Difficult, but not impossible.
Bale has three years remaining on his contract and there has been talk of an offer of a new five-year deal worth £150,000 (Dh848,000) a week, double what he is currently earning.
It is unclear whether that was contingent on Uefa Champions League qualification. There is no suggestion that Bale has any burning desire to leave, but equally it is hard to deny that he is worth more than £75,000 a week.
While Daniel Levy, Tottenham's chief executive, has shown a willingness to be stubborn in the past, there will almost certainly be a price at which he sees cashing in as worthwhile. The issue is the damage that losing Bale would do to Tottenham's reputation. Are they part of the elite, or a feeder club?
In that regard, there is no doubt that failing to qualify for the Champions League is a setback.
The competition perpetuates success not only in terms of finances, but prestige. Keep playing in the Champions League season after season and not only does it generate £20-25 million each year in direct revenues than the Europa League, but clubs benefit hugely in indirect ways.
Teams playing in the Champions League have a global profile that those in the Europa League do not, which attracts more fans and exposure, increasing opportunities for advertising and sponsorship deals. It also affects the perception of players and agents.
Imagine being a gifted footballer from Senegal, Japan or Sweden. The team has won a league title and you are ready to step up to the next level and the big money is in the Premier League.
A move to London sounds good, and as luck would have it, both Tottenham and Arsenal are interested.

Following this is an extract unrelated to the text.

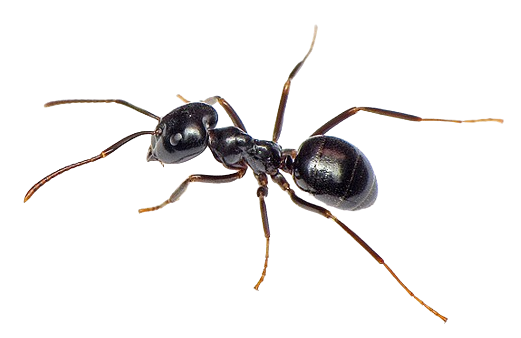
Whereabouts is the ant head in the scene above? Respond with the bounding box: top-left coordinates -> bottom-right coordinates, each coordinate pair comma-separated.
147,102 -> 219,164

Arsenal's Arsene Wenger makes an impression upon meeting him, but so does Villas-Boas of Tottenham, who is younger.
A friend who knows about these things notes that there is a feeling Wenger may be stuck in a rut, while Tottenham are an up-and-coming team.

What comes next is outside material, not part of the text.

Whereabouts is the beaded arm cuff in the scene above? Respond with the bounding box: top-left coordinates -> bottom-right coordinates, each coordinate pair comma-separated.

Signing with Tottenham is tempting. But Arsenal are in the Champions League. They are always in the Champions League. You have tasted the Champions League in the past, but your team have gone out in the group stage. You want to go farther.
And even if things go wrong, even if your friend is correct and Arsenal are stagnating, nobody can take away that season in the shop window.

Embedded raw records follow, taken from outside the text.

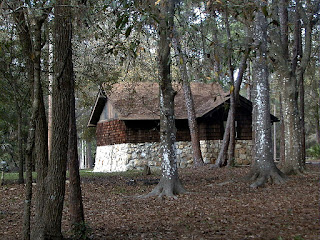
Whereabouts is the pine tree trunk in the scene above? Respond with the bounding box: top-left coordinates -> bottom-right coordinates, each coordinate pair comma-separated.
316,76 -> 320,145
249,0 -> 284,188
86,142 -> 93,169
68,55 -> 86,236
17,109 -> 24,184
32,24 -> 48,239
147,0 -> 185,197
43,0 -> 73,239
172,31 -> 204,167
279,95 -> 286,165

It might include a game against Real Madrid. The chance to knock in three goals against a minnow, so your name appears near the top of the scoring charts. Then the future is secured.
A season in the Europa League offers no such assurances. Players want to compete against Barcelona and Bayern Munich, not Bursaspor and Braga.
So the choice is Arsenal.
And if Tottenham find it harder to bring in top-level talent, then equally they will find it harder to keep the talent they already have.
"We had to be aware, independent of making it or not - and we didn't make it - that we would have to raise the bar again because our competitors will do the same," Villas-Boas said.
"They will do their job in window and we must do ours, in the Tottenham way, scouting properly and looking for good grabs in the summer window to make it a stronger squad.
"This year is very, very unusual. Next season, you expect Liverpool to be stronger, and so there will be one more squad in the mix. We have to continue."
At the moment, there is a sense that Tottenham are a developing force.
They finished a place lower in the table than last season, but picked up a club-record points total.
To keep Bale, to keep progressing, they cannot keep missing out on the Champions League.
How long without it before Villas-Boas feels stale? One year? No more than two. The best way to become a Champions League team is to be in the Champions League.